Built to Spill – 26 maggio, Santeria Toscana (Milano)



Ultima data italiana del tour europeo dei Built To Spill che tornano a Milano, presso la Santeria Toscana 31, per celebrare i vent’anni del disco Keep It Like A Secret, vero e proprio manifesto travolgente della musica indie rock di fine anni ‘90. È il quarto album per la band di Doug Martsch firmato con la Major Warner.

È una domenica di fine maggio, ormai dovrebbe essere primavera inoltrata e invece la città ci riserva un clima del tutto autunnale. Non ci vogliamo pensare, almeno per ora, ed entriamo per festeggiare questo attesissimo revival. La sala è colma e notiamo subito che il pubblico si divide tra giovani emozionati che indossano t-shirt della band in questione, probabilmente scoperti grazie agli ultimi album, e vecchi fedeli. Il frontman Doug Martsch sale sul palco per dare un’ultima accordata alla chitarra e sistemare il controller. Si fa attendere solo una manciata di minuti e ritorna sul palco accompagnato da una seconda chitarra, batteria e basso della formazione degli Oruã, band sudamericana e gruppo spalla del tour che purtroppo non abbiamo avuto il piacere di ascoltare.

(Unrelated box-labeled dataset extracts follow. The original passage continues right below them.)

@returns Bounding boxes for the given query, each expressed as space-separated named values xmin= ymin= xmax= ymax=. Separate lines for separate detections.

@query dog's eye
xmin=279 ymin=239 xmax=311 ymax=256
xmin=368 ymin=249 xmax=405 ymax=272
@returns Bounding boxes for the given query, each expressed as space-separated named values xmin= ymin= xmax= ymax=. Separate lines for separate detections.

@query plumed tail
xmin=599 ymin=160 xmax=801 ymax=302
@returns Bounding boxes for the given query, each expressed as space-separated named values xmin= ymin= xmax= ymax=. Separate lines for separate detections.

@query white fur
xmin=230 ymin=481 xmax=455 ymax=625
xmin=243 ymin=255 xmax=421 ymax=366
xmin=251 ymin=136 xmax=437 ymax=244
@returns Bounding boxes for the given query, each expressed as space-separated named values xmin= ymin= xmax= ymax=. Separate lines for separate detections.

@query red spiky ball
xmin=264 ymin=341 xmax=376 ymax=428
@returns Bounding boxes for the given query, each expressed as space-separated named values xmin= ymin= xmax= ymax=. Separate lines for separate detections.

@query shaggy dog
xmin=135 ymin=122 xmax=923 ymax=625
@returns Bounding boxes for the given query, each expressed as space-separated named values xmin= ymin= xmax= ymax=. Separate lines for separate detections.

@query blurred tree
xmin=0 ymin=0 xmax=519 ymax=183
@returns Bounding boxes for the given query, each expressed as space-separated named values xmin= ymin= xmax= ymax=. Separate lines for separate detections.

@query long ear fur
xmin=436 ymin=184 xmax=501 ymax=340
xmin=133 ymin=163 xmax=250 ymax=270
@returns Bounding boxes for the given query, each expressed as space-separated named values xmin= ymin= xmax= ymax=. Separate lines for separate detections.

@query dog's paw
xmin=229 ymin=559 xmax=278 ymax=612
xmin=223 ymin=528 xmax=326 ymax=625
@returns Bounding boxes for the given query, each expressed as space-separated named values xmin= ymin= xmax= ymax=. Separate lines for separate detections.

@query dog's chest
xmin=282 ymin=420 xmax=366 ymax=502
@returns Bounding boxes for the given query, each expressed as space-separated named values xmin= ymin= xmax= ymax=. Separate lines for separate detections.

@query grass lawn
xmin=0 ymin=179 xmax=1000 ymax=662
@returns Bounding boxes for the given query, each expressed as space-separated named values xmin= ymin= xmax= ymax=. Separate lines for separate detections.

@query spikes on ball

D’altronde sappiamo che i Builts sono una band dall’ensemble mutevole e che, come aveva già dichiarato Martsch, ogni progetto prevede cambi di formazione. Scenografia praticamente assente, luci suffuse, tutto ridotto ai minimi termini come nel vero stile anni ’90. Assistiamo a circa due ore di concerto dove la protagonista principale è la mera esecuzione di melodie apparentemente pop ma nella realtà complesse e perfette.

 


Time Trap, brano melodico e dai vari cambi di sonorità, apre lo spettacolo della band. Subito a seguire le chitarre esplosive di Bad Light ci fanno ciondolare la testa. You Were Right è la canzone, cantata con sofferenza, che immediatamente associ ai Builts grazie al timbro nasale e unico di Martsch. La scaletta prevede l’esecuzione dell’album per intero, non rispettando l’ordine della tracklist. Il cantante continua ad alterare con il pedale della sua chitarra ogni brano eseguito. A volte li stravolge, regalandoci così anche un po’ di buona musica psichedelica. A metà concerto eseguono Sidewalk, che è la classica canzone rock piacevole e dal ritornello orecchiabile che il pubblico canta in coro. Ci inoltriamo verso la fine con l’assolo di The Plan, che ci fa ricordare quanto Doug Martsch sia un vero virtuoso della chitarra.

Per tutto il concerto ci è piaciuta la complicità che è riuscito a creare con il basso. Senza mai sovrastarlo, ha costruito melodiche architetture. Un po’ troppo fiacchi, probabilmente, gli altri membri che lo hanno accompagnato. Siamo rimasti colpiti da come Martsch fosse totalmente immerso nella sua performance musicale. Poche parole al pubblico, solo un paio di ringraziamenti, tenendo gli occhi chiusi per tutto il tempo. Uno stato da non confondere con l’atteggiamento del disagio da anti-star: è solo il carattere di un musicista che, nel tempo, ha edificato un’eccellente reputazione come chitarrista indie rock, mettendo al centro esclusivamente la musica. Tutto il resto non conta, sono fronzoli. Una sorta di freddezza che riesce a catturarti. Con l’encore ci regalano altri cinque brani, uno dei quali si rivela essere una cover dei R.E.M., Harborcoat, che in pochi hanno riconosciuto. Una chicca per intenditori.